Settling on literacy was a bit of a process of elimination for Point.

As the Queen’s representative, “you can’t comment on poverty. You can’t comment on education,” he said. “The programs that you can be involved in have to be outside the political arena, so I decided to do literacy, which is a pretty neutral kind of thing.”

While Point has not been free to speak his mind on political issues he has held political power.

It’s a role Canadians don’t understand well, said Point.

On top of attending ceremonies and hosting dignitaries, the lieutenant governor holds real power, he said.

“Most people are unaware that the government cannot introduce its own money bills,” he said. “(The Premier) has to come to the Queen because it’s the Queen’s money.”

Prorogation is a good example of that power.
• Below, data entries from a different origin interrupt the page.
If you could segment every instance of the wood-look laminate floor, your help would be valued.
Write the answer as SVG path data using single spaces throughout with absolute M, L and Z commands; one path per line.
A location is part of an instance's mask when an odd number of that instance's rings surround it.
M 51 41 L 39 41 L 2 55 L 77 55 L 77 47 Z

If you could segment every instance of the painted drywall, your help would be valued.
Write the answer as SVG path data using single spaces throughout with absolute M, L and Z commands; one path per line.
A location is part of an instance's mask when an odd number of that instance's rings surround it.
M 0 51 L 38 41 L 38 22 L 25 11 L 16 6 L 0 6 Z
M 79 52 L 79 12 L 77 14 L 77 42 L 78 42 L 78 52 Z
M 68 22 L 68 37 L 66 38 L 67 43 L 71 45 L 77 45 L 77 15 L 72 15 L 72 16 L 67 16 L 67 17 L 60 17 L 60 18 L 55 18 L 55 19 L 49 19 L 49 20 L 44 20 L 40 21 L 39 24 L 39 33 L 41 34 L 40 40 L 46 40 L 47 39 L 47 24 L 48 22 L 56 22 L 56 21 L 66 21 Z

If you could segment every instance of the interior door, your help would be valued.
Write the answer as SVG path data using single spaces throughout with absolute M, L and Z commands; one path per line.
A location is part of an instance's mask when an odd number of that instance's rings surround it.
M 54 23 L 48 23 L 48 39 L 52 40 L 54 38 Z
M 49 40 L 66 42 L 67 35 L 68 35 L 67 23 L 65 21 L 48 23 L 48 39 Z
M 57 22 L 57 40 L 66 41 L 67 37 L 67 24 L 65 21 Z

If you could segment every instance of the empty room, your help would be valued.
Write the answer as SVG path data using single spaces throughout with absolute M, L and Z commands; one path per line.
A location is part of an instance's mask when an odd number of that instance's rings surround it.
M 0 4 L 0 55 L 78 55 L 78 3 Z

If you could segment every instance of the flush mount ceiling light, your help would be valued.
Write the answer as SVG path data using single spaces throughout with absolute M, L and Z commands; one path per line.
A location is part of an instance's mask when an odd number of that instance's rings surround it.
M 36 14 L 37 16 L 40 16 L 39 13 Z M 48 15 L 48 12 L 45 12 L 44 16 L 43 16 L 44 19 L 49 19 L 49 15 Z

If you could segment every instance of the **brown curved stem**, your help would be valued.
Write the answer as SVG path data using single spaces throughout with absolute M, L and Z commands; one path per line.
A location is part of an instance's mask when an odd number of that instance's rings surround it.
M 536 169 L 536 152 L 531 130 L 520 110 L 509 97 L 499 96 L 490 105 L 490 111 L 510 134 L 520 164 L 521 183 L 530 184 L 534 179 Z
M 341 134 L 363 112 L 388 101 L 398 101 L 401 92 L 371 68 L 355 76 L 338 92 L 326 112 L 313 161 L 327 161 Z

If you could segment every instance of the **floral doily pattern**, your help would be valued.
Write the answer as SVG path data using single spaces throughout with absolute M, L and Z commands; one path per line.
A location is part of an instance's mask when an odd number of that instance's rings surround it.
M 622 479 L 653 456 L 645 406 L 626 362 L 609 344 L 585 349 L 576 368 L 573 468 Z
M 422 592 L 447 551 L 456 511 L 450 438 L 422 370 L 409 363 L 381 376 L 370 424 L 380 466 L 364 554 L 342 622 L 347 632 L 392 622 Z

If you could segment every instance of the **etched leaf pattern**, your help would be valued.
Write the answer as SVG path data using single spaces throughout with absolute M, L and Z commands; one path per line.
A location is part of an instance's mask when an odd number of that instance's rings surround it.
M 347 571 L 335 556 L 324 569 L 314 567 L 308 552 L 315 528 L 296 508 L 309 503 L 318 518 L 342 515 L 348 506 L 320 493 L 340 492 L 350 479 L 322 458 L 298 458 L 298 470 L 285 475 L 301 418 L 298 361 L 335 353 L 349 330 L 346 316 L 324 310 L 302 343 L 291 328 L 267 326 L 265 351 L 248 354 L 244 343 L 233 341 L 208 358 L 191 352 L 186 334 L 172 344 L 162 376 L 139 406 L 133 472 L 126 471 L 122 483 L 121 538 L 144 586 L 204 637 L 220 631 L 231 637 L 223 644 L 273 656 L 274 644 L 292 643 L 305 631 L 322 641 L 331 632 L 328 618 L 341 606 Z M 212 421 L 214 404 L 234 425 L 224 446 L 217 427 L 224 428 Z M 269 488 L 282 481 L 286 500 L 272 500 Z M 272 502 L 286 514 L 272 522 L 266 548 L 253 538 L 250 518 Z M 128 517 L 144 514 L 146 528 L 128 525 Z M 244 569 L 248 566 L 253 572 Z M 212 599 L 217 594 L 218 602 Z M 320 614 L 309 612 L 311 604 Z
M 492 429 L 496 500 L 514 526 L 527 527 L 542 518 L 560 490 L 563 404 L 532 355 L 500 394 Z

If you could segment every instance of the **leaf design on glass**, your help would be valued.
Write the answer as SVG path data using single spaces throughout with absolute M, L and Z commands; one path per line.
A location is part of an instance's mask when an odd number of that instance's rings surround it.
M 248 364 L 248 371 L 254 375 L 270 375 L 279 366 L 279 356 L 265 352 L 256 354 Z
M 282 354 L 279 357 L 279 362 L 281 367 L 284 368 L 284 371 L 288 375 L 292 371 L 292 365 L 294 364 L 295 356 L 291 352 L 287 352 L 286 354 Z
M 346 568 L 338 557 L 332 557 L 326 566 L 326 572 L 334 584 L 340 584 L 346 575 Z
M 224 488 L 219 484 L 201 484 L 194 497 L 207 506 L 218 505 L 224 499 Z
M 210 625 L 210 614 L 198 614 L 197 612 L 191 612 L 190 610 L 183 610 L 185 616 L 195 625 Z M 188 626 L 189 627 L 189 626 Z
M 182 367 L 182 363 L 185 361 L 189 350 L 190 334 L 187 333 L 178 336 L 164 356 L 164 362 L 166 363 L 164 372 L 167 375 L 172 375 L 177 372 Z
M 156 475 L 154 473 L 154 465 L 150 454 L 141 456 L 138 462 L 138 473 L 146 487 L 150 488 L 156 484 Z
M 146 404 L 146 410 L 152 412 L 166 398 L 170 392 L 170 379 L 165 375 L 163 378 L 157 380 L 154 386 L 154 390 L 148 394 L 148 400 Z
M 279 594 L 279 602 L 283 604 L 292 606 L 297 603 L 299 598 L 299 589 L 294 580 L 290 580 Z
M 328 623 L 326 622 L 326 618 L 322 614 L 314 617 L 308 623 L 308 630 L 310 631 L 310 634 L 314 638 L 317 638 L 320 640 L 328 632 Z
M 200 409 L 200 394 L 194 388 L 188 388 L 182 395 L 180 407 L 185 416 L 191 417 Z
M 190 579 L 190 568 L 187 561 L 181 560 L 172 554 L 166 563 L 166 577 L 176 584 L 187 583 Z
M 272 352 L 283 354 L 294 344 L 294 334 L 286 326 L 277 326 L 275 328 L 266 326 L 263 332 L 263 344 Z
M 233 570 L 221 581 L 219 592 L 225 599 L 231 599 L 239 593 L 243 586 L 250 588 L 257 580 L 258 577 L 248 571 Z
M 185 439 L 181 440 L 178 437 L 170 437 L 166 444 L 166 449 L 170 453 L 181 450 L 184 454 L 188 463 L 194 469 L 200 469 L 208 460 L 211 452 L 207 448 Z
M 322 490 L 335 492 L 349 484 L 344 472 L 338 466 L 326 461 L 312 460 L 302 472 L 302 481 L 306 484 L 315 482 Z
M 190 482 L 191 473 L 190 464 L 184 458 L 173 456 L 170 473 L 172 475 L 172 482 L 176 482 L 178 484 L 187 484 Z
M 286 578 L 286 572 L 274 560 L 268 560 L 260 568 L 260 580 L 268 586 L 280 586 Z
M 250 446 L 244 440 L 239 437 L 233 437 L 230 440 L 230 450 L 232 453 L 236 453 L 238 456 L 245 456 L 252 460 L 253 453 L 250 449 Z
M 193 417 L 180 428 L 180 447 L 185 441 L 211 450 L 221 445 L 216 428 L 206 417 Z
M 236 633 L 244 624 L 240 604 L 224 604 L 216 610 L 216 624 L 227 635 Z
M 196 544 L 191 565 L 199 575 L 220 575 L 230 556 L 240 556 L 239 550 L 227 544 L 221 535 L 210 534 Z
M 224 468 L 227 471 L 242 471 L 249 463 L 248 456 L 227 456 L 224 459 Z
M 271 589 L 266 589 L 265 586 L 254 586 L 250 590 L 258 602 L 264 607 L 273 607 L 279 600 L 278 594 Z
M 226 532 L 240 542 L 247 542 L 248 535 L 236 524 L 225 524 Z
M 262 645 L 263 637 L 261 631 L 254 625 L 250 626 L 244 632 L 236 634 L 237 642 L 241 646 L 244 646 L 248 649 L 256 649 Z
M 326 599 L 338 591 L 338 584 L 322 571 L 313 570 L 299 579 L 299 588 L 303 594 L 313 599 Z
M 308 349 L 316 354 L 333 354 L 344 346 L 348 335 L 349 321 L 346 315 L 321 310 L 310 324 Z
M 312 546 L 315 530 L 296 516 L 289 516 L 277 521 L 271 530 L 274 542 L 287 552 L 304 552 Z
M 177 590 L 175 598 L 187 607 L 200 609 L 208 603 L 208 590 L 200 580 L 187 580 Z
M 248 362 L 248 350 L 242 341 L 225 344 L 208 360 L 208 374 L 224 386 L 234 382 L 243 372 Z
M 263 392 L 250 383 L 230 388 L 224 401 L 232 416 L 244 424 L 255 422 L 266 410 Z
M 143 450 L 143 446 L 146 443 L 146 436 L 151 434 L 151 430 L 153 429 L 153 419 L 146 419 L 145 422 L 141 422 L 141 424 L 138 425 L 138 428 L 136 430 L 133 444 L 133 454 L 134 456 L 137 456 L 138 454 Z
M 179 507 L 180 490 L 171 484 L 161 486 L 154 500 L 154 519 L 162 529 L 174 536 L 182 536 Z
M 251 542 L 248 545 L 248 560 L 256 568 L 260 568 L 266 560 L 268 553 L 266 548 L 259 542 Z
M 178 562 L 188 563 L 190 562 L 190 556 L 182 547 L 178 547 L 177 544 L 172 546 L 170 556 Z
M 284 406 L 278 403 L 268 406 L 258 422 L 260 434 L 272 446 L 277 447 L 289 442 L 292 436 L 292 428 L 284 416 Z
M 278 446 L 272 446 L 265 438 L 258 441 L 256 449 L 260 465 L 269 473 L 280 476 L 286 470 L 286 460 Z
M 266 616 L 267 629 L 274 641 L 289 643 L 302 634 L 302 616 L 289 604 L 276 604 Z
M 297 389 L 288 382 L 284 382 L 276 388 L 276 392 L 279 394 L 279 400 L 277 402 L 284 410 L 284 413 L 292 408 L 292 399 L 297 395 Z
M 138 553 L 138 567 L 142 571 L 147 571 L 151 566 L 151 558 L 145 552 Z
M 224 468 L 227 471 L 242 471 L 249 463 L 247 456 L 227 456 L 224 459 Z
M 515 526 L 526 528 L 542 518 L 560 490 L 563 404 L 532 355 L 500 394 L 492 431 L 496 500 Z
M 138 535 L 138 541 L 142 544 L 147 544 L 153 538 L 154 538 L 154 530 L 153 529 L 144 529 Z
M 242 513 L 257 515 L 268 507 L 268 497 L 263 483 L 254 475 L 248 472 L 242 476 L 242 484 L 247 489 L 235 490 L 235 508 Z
Two weeks ago, Ontario Lt.-Gov. David Onley faced criticism for agreeing to prorogue parliament at the request of outgoing Premier Dalton McGuinty.

Point wouldn’t comment on Onley’s decision, but said, “If the lieutenant governor has to make a tough decision, he doesn’t have anybody to talk to – not even the Queen.”

He called it a heavy responsibility.

“When you step into these shoes, the buck stops here.”